- Government Announces Health Care Fraud “Takedown”
- June 26, 2015 | Authors: Brian P. Dunphy; Bridgette A. Wiley
- Law Firms: Mintz, Levin, Cohn, Ferris, Glovsky and Popeo, P.C. - Boston Office ; Mintz, Levin, Cohn, Ferris, Glovsky and Popeo, P.C. - Washington Office
- Earlier today, Attorney General Loretta Lynch announced the largest coordinated crackdown in the Medicare Fraud Strike Force’s eight-year history. The government brought charges against 243 individuals for approximately $712 million in alleged Medicare fraud.
The government alleges a wide array of misconduct ranging from conspiracy to commit health-care fraud, violations of the Anti-Kickback Statute, money laundering, and aggravated identity theft.
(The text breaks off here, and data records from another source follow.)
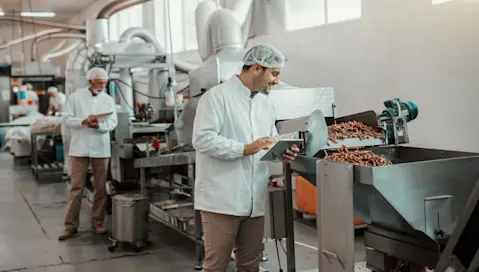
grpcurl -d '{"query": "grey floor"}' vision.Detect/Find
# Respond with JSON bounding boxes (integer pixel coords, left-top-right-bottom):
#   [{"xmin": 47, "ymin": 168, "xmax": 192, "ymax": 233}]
[{"xmin": 0, "ymin": 153, "xmax": 364, "ymax": 272}]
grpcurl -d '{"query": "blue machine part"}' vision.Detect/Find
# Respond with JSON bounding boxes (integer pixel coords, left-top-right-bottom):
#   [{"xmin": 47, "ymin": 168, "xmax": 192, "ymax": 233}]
[{"xmin": 379, "ymin": 98, "xmax": 419, "ymax": 122}]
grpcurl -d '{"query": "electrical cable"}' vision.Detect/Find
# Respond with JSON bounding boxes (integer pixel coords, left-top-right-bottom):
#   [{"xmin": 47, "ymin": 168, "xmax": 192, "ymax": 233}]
[{"xmin": 269, "ymin": 183, "xmax": 286, "ymax": 272}]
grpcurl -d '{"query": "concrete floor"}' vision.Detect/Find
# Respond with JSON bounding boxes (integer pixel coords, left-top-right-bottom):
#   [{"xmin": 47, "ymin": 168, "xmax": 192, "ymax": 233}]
[{"xmin": 0, "ymin": 153, "xmax": 364, "ymax": 272}]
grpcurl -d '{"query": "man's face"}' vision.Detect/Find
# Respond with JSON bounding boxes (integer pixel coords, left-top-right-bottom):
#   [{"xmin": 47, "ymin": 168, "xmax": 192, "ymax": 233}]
[
  {"xmin": 251, "ymin": 64, "xmax": 281, "ymax": 94},
  {"xmin": 88, "ymin": 79, "xmax": 106, "ymax": 91}
]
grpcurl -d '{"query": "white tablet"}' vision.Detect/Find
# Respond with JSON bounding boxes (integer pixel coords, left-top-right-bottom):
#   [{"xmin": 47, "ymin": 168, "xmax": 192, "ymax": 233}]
[{"xmin": 261, "ymin": 139, "xmax": 304, "ymax": 162}]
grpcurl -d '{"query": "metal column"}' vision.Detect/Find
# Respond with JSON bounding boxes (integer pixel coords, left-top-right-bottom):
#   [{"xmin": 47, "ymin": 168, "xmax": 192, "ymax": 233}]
[{"xmin": 283, "ymin": 163, "xmax": 296, "ymax": 272}]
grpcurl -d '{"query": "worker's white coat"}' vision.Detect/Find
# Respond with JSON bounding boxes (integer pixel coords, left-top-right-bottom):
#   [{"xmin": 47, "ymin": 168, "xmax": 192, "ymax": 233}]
[
  {"xmin": 62, "ymin": 88, "xmax": 118, "ymax": 158},
  {"xmin": 193, "ymin": 76, "xmax": 278, "ymax": 217},
  {"xmin": 50, "ymin": 92, "xmax": 67, "ymax": 109}
]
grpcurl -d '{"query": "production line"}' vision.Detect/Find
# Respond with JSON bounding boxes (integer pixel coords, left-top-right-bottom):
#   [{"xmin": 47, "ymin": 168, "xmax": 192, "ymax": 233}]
[
  {"xmin": 0, "ymin": 1, "xmax": 479, "ymax": 272},
  {"xmin": 49, "ymin": 8, "xmax": 479, "ymax": 271}
]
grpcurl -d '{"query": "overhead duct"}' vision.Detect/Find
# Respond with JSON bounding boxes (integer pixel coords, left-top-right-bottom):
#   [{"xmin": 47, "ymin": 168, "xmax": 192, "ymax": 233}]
[
  {"xmin": 120, "ymin": 27, "xmax": 196, "ymax": 73},
  {"xmin": 31, "ymin": 32, "xmax": 85, "ymax": 60},
  {"xmin": 0, "ymin": 28, "xmax": 75, "ymax": 50},
  {"xmin": 195, "ymin": 1, "xmax": 218, "ymax": 61},
  {"xmin": 93, "ymin": 0, "xmax": 198, "ymax": 73},
  {"xmin": 96, "ymin": 0, "xmax": 151, "ymax": 19},
  {"xmin": 65, "ymin": 43, "xmax": 91, "ymax": 95},
  {"xmin": 0, "ymin": 16, "xmax": 86, "ymax": 30},
  {"xmin": 41, "ymin": 40, "xmax": 82, "ymax": 62}
]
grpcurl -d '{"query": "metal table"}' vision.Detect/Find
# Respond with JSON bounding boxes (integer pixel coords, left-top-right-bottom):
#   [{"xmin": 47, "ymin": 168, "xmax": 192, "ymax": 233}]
[
  {"xmin": 31, "ymin": 132, "xmax": 63, "ymax": 179},
  {"xmin": 134, "ymin": 151, "xmax": 204, "ymax": 270}
]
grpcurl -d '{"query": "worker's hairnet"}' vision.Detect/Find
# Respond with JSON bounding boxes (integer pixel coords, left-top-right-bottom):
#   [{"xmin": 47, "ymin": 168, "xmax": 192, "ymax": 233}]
[
  {"xmin": 47, "ymin": 86, "xmax": 58, "ymax": 93},
  {"xmin": 243, "ymin": 44, "xmax": 286, "ymax": 68},
  {"xmin": 86, "ymin": 67, "xmax": 108, "ymax": 80}
]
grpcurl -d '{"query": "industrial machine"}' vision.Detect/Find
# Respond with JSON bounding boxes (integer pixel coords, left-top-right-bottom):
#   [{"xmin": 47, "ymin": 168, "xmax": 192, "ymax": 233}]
[{"xmin": 276, "ymin": 99, "xmax": 479, "ymax": 272}]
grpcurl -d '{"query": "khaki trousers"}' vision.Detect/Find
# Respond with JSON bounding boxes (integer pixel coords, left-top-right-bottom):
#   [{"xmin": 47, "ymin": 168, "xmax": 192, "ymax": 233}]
[
  {"xmin": 201, "ymin": 211, "xmax": 264, "ymax": 272},
  {"xmin": 65, "ymin": 157, "xmax": 109, "ymax": 230}
]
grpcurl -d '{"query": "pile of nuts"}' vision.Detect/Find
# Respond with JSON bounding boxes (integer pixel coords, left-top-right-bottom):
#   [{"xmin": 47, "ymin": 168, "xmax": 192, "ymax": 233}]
[
  {"xmin": 328, "ymin": 121, "xmax": 384, "ymax": 143},
  {"xmin": 324, "ymin": 146, "xmax": 393, "ymax": 167}
]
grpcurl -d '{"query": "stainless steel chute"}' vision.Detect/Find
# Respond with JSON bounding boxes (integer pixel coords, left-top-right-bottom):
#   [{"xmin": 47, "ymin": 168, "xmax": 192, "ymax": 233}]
[{"xmin": 285, "ymin": 107, "xmax": 479, "ymax": 272}]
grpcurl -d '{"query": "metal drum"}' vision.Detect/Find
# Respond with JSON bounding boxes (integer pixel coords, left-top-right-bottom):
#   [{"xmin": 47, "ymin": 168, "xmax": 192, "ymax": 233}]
[{"xmin": 108, "ymin": 194, "xmax": 149, "ymax": 251}]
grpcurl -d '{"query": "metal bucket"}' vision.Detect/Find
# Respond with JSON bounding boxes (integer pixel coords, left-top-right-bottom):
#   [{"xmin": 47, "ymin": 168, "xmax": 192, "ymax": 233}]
[{"xmin": 111, "ymin": 194, "xmax": 149, "ymax": 243}]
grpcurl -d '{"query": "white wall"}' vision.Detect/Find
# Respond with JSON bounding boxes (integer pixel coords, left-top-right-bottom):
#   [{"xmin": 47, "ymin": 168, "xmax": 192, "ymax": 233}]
[{"xmin": 251, "ymin": 0, "xmax": 479, "ymax": 152}]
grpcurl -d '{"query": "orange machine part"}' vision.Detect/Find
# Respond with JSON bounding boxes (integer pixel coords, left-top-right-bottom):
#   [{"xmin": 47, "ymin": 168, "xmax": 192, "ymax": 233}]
[{"xmin": 296, "ymin": 176, "xmax": 364, "ymax": 225}]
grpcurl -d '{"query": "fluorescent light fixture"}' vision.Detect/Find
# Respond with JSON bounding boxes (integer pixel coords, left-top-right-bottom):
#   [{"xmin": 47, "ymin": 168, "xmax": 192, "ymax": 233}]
[{"xmin": 20, "ymin": 11, "xmax": 55, "ymax": 17}]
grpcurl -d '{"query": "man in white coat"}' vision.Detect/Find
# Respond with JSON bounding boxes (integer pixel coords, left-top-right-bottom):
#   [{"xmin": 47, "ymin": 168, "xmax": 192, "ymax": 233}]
[
  {"xmin": 59, "ymin": 67, "xmax": 118, "ymax": 240},
  {"xmin": 193, "ymin": 45, "xmax": 299, "ymax": 272}
]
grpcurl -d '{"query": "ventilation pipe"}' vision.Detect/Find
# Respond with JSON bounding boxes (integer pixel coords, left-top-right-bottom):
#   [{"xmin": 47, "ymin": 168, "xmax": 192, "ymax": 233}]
[
  {"xmin": 94, "ymin": 0, "xmax": 199, "ymax": 73},
  {"xmin": 120, "ymin": 27, "xmax": 196, "ymax": 73},
  {"xmin": 195, "ymin": 1, "xmax": 218, "ymax": 61},
  {"xmin": 0, "ymin": 16, "xmax": 86, "ymax": 30},
  {"xmin": 0, "ymin": 28, "xmax": 77, "ymax": 50},
  {"xmin": 41, "ymin": 40, "xmax": 82, "ymax": 62},
  {"xmin": 96, "ymin": 0, "xmax": 151, "ymax": 19},
  {"xmin": 65, "ymin": 43, "xmax": 91, "ymax": 95},
  {"xmin": 31, "ymin": 32, "xmax": 85, "ymax": 60},
  {"xmin": 40, "ymin": 40, "xmax": 67, "ymax": 61}
]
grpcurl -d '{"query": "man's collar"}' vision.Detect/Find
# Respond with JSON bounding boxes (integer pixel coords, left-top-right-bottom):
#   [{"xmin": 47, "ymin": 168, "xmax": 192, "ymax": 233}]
[{"xmin": 233, "ymin": 75, "xmax": 258, "ymax": 99}]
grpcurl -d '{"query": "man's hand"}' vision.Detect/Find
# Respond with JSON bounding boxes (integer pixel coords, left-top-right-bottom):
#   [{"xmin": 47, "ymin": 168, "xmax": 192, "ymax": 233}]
[
  {"xmin": 81, "ymin": 118, "xmax": 99, "ymax": 128},
  {"xmin": 87, "ymin": 115, "xmax": 98, "ymax": 124},
  {"xmin": 283, "ymin": 145, "xmax": 299, "ymax": 163},
  {"xmin": 243, "ymin": 137, "xmax": 276, "ymax": 156}
]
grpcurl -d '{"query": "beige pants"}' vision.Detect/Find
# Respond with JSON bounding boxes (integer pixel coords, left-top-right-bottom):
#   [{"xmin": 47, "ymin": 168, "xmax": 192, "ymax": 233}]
[
  {"xmin": 65, "ymin": 157, "xmax": 109, "ymax": 230},
  {"xmin": 201, "ymin": 211, "xmax": 264, "ymax": 272}
]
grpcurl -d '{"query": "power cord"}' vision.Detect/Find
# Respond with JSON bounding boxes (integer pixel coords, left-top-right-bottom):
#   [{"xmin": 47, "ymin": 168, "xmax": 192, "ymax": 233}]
[
  {"xmin": 112, "ymin": 78, "xmax": 167, "ymax": 99},
  {"xmin": 269, "ymin": 183, "xmax": 286, "ymax": 272}
]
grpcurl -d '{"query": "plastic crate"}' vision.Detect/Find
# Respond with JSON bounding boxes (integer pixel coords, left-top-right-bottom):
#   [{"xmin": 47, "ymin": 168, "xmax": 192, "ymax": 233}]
[{"xmin": 296, "ymin": 176, "xmax": 365, "ymax": 225}]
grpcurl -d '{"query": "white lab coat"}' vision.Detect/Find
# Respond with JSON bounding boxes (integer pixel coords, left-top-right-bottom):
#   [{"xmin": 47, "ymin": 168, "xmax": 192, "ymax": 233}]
[
  {"xmin": 62, "ymin": 88, "xmax": 118, "ymax": 158},
  {"xmin": 50, "ymin": 92, "xmax": 67, "ymax": 110},
  {"xmin": 192, "ymin": 76, "xmax": 278, "ymax": 217}
]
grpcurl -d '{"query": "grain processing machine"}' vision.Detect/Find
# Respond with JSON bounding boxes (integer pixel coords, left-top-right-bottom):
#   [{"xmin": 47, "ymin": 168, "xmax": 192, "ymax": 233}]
[{"xmin": 278, "ymin": 99, "xmax": 479, "ymax": 272}]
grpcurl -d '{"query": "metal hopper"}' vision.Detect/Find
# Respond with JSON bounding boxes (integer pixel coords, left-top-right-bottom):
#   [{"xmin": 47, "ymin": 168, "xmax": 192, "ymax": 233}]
[{"xmin": 285, "ymin": 108, "xmax": 479, "ymax": 272}]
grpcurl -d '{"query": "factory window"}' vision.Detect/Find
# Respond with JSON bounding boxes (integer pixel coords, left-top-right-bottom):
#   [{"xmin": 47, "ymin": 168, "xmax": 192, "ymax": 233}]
[
  {"xmin": 154, "ymin": 0, "xmax": 204, "ymax": 53},
  {"xmin": 109, "ymin": 5, "xmax": 143, "ymax": 41},
  {"xmin": 432, "ymin": 0, "xmax": 454, "ymax": 5},
  {"xmin": 286, "ymin": 0, "xmax": 362, "ymax": 31}
]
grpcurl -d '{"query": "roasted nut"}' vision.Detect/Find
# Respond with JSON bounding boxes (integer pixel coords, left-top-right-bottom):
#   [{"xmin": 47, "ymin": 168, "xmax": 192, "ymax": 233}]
[
  {"xmin": 328, "ymin": 121, "xmax": 384, "ymax": 143},
  {"xmin": 324, "ymin": 146, "xmax": 392, "ymax": 167}
]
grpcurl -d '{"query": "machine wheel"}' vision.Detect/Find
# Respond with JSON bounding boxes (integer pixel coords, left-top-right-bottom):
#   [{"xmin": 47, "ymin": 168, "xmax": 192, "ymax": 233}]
[
  {"xmin": 135, "ymin": 242, "xmax": 144, "ymax": 253},
  {"xmin": 108, "ymin": 241, "xmax": 118, "ymax": 252},
  {"xmin": 108, "ymin": 245, "xmax": 116, "ymax": 252}
]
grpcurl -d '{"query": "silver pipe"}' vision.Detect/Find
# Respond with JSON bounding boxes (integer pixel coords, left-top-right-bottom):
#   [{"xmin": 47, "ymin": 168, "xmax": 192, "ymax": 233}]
[
  {"xmin": 0, "ymin": 28, "xmax": 65, "ymax": 50},
  {"xmin": 0, "ymin": 16, "xmax": 86, "ymax": 30},
  {"xmin": 120, "ymin": 27, "xmax": 196, "ymax": 73},
  {"xmin": 31, "ymin": 32, "xmax": 86, "ymax": 60},
  {"xmin": 45, "ymin": 40, "xmax": 67, "ymax": 58},
  {"xmin": 96, "ymin": 0, "xmax": 151, "ymax": 19},
  {"xmin": 42, "ymin": 40, "xmax": 82, "ymax": 62}
]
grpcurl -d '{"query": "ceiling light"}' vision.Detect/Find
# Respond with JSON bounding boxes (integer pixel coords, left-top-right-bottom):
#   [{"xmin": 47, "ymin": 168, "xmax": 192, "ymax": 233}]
[{"xmin": 20, "ymin": 11, "xmax": 55, "ymax": 17}]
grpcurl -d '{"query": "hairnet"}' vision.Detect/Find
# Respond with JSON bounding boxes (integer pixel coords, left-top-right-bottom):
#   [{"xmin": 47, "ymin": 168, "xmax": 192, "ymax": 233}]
[
  {"xmin": 47, "ymin": 86, "xmax": 58, "ymax": 93},
  {"xmin": 243, "ymin": 44, "xmax": 286, "ymax": 68},
  {"xmin": 86, "ymin": 67, "xmax": 108, "ymax": 80}
]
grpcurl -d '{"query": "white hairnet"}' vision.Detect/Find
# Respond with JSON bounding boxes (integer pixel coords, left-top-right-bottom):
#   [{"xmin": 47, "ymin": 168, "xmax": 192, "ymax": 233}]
[
  {"xmin": 86, "ymin": 67, "xmax": 108, "ymax": 80},
  {"xmin": 47, "ymin": 86, "xmax": 58, "ymax": 93},
  {"xmin": 243, "ymin": 44, "xmax": 286, "ymax": 68}
]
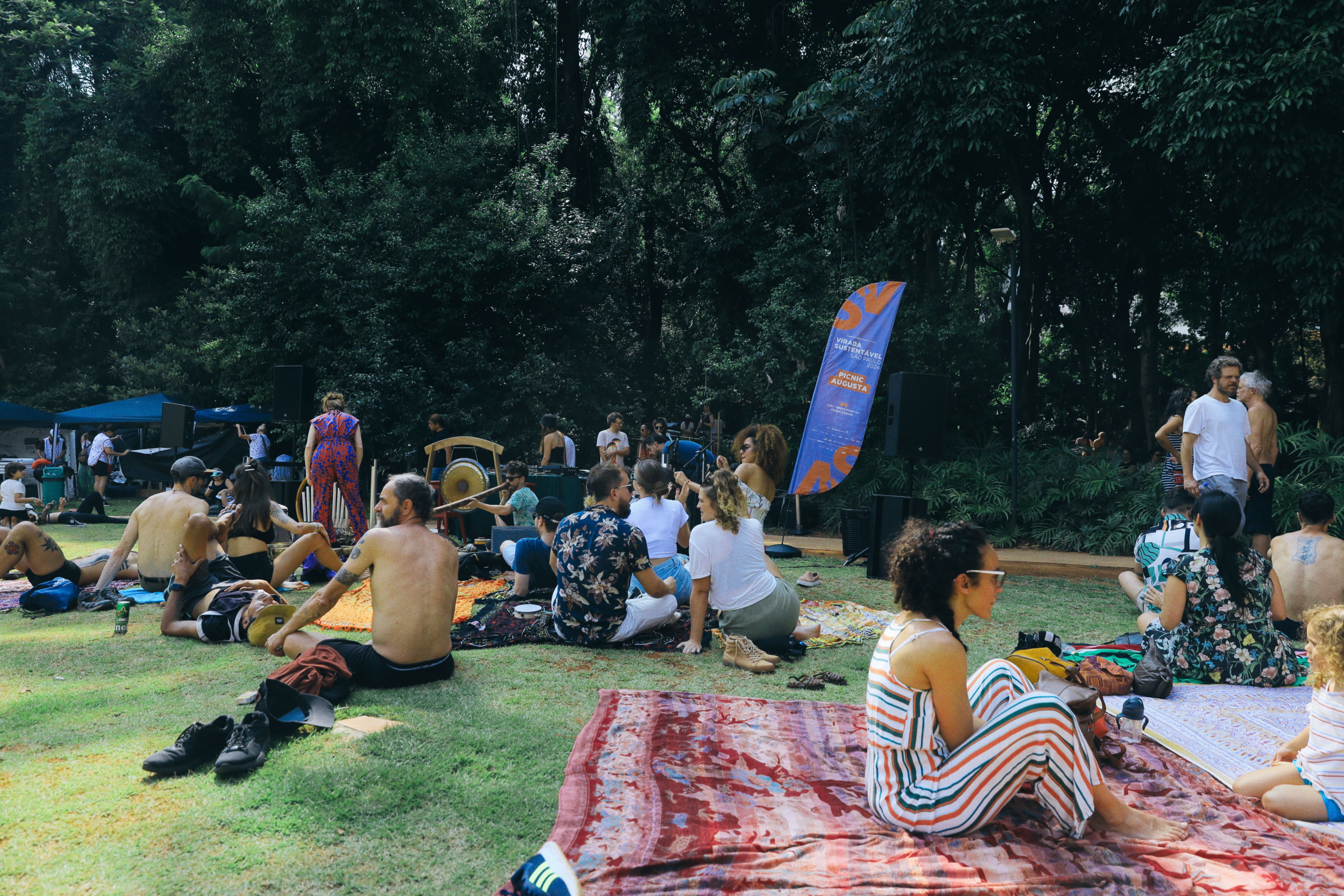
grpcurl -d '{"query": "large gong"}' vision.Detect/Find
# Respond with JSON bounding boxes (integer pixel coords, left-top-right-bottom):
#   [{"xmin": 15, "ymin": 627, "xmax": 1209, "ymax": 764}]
[{"xmin": 438, "ymin": 457, "xmax": 489, "ymax": 504}]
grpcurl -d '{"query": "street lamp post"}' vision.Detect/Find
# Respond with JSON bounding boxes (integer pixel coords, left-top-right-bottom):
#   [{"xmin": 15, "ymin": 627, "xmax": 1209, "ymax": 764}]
[{"xmin": 989, "ymin": 227, "xmax": 1019, "ymax": 528}]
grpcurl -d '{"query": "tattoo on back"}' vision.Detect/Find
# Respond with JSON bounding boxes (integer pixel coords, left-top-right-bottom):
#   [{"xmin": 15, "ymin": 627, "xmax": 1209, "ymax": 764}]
[{"xmin": 1293, "ymin": 536, "xmax": 1321, "ymax": 567}]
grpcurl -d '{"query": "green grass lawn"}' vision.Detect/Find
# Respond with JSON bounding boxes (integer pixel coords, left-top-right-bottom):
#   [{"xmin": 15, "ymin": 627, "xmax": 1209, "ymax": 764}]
[{"xmin": 0, "ymin": 532, "xmax": 1134, "ymax": 896}]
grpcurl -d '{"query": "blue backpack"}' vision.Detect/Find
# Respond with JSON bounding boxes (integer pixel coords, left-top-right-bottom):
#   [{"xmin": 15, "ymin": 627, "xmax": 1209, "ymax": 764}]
[{"xmin": 19, "ymin": 576, "xmax": 79, "ymax": 617}]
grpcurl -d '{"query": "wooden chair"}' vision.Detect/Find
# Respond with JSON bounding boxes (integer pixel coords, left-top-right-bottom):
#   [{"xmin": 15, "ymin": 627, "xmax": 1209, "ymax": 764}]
[
  {"xmin": 425, "ymin": 435, "xmax": 504, "ymax": 541},
  {"xmin": 294, "ymin": 477, "xmax": 351, "ymax": 529}
]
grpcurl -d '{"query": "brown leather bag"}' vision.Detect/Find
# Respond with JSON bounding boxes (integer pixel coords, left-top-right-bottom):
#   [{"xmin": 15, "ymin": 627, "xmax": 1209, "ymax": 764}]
[{"xmin": 1070, "ymin": 657, "xmax": 1134, "ymax": 697}]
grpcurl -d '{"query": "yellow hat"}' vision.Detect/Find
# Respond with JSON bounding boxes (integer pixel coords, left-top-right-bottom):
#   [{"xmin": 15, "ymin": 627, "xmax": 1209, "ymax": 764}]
[{"xmin": 247, "ymin": 603, "xmax": 298, "ymax": 647}]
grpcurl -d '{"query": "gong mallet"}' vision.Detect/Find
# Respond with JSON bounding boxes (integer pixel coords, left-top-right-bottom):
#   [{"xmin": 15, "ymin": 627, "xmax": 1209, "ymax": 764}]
[{"xmin": 431, "ymin": 482, "xmax": 508, "ymax": 516}]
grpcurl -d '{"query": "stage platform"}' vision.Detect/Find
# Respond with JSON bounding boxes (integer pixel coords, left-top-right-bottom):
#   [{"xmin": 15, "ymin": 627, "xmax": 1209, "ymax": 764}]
[{"xmin": 785, "ymin": 535, "xmax": 1134, "ymax": 579}]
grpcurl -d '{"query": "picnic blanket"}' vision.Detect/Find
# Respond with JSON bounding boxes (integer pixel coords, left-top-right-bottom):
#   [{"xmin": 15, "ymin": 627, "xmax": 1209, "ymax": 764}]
[
  {"xmin": 453, "ymin": 591, "xmax": 710, "ymax": 653},
  {"xmin": 798, "ymin": 599, "xmax": 896, "ymax": 650},
  {"xmin": 313, "ymin": 579, "xmax": 508, "ymax": 634},
  {"xmin": 0, "ymin": 576, "xmax": 140, "ymax": 613},
  {"xmin": 500, "ymin": 690, "xmax": 1344, "ymax": 896},
  {"xmin": 1105, "ymin": 684, "xmax": 1344, "ymax": 840}
]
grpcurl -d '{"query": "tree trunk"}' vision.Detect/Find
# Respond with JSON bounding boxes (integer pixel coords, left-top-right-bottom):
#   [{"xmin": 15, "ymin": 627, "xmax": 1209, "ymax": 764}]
[
  {"xmin": 1138, "ymin": 251, "xmax": 1163, "ymax": 454},
  {"xmin": 1321, "ymin": 298, "xmax": 1344, "ymax": 438},
  {"xmin": 555, "ymin": 0, "xmax": 587, "ymax": 201}
]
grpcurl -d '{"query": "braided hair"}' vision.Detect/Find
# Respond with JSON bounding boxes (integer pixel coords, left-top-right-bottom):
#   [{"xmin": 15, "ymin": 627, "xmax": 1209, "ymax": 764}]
[{"xmin": 887, "ymin": 520, "xmax": 989, "ymax": 646}]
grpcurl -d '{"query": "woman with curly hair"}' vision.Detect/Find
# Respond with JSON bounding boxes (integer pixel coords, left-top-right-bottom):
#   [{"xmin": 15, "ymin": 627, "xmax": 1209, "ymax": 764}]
[
  {"xmin": 676, "ymin": 423, "xmax": 789, "ymax": 523},
  {"xmin": 1232, "ymin": 604, "xmax": 1344, "ymax": 821},
  {"xmin": 866, "ymin": 520, "xmax": 1185, "ymax": 840},
  {"xmin": 1138, "ymin": 490, "xmax": 1306, "ymax": 688}
]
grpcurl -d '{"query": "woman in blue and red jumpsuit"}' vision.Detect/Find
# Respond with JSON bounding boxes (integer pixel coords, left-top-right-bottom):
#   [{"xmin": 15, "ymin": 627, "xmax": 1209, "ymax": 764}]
[{"xmin": 304, "ymin": 392, "xmax": 368, "ymax": 540}]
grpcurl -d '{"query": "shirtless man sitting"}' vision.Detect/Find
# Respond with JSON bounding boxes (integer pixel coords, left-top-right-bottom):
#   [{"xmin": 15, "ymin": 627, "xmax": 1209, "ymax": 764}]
[
  {"xmin": 1269, "ymin": 492, "xmax": 1344, "ymax": 641},
  {"xmin": 0, "ymin": 521, "xmax": 136, "ymax": 588},
  {"xmin": 97, "ymin": 454, "xmax": 216, "ymax": 594},
  {"xmin": 266, "ymin": 473, "xmax": 457, "ymax": 688}
]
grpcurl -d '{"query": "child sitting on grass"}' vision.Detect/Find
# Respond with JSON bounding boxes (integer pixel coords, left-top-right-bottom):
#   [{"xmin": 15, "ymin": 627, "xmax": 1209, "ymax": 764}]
[{"xmin": 1232, "ymin": 604, "xmax": 1344, "ymax": 821}]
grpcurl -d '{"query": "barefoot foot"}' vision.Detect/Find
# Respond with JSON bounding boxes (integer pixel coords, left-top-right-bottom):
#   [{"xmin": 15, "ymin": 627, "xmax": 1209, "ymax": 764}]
[
  {"xmin": 1087, "ymin": 806, "xmax": 1189, "ymax": 842},
  {"xmin": 793, "ymin": 623, "xmax": 821, "ymax": 641}
]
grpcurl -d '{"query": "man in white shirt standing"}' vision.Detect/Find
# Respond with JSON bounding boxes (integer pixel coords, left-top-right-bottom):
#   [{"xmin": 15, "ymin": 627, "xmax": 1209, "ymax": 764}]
[
  {"xmin": 1180, "ymin": 355, "xmax": 1269, "ymax": 533},
  {"xmin": 89, "ymin": 423, "xmax": 126, "ymax": 497}
]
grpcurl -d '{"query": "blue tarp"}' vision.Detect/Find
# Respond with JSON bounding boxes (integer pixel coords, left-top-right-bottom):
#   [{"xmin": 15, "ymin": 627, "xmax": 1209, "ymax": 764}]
[
  {"xmin": 0, "ymin": 402, "xmax": 51, "ymax": 426},
  {"xmin": 56, "ymin": 392, "xmax": 270, "ymax": 427}
]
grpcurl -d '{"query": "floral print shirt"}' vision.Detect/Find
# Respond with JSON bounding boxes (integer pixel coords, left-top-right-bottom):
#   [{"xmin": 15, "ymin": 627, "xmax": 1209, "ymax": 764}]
[
  {"xmin": 551, "ymin": 504, "xmax": 650, "ymax": 645},
  {"xmin": 1146, "ymin": 548, "xmax": 1306, "ymax": 688}
]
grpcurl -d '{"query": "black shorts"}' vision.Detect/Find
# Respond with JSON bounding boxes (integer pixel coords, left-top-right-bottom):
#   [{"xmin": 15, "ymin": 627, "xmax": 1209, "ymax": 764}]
[
  {"xmin": 28, "ymin": 560, "xmax": 83, "ymax": 588},
  {"xmin": 228, "ymin": 551, "xmax": 276, "ymax": 582},
  {"xmin": 1242, "ymin": 463, "xmax": 1274, "ymax": 535},
  {"xmin": 321, "ymin": 638, "xmax": 453, "ymax": 688}
]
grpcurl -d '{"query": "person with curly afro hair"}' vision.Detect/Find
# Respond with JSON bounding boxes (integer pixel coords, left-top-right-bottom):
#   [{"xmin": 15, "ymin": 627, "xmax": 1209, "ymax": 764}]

The individuals charged include doctors, nurses, patient recruiters, home health care providers, pharmacy owners, and other license medical professionals. Notably, almost 50 of these individuals were charged with fraud related to the Medicare prescription drug benefit program (“Part D”).
The Medicare Fraud Strike Force is a joint initiative of the Departments of Justice and Health and Human Services comprising federal, state and local law enforcement from across the country. In conjunction with the charges brought by this unit, the Centers for Medicare and Medicaid Services (“CMS”) announced that it also suspended payment to a number of providers under the suspension authority granted to the agency under the Affordable Care Act.
This coordinated “takedown” is another example of the government’s intense focus on health care fraud, waste, and abuse and the ever-growing coordination between and among federal and state health care enforcement agencies. Additionally, the takedown’s highly publicized nature is designed to send a message about the government’s resolve and resources to tackle health care fraud.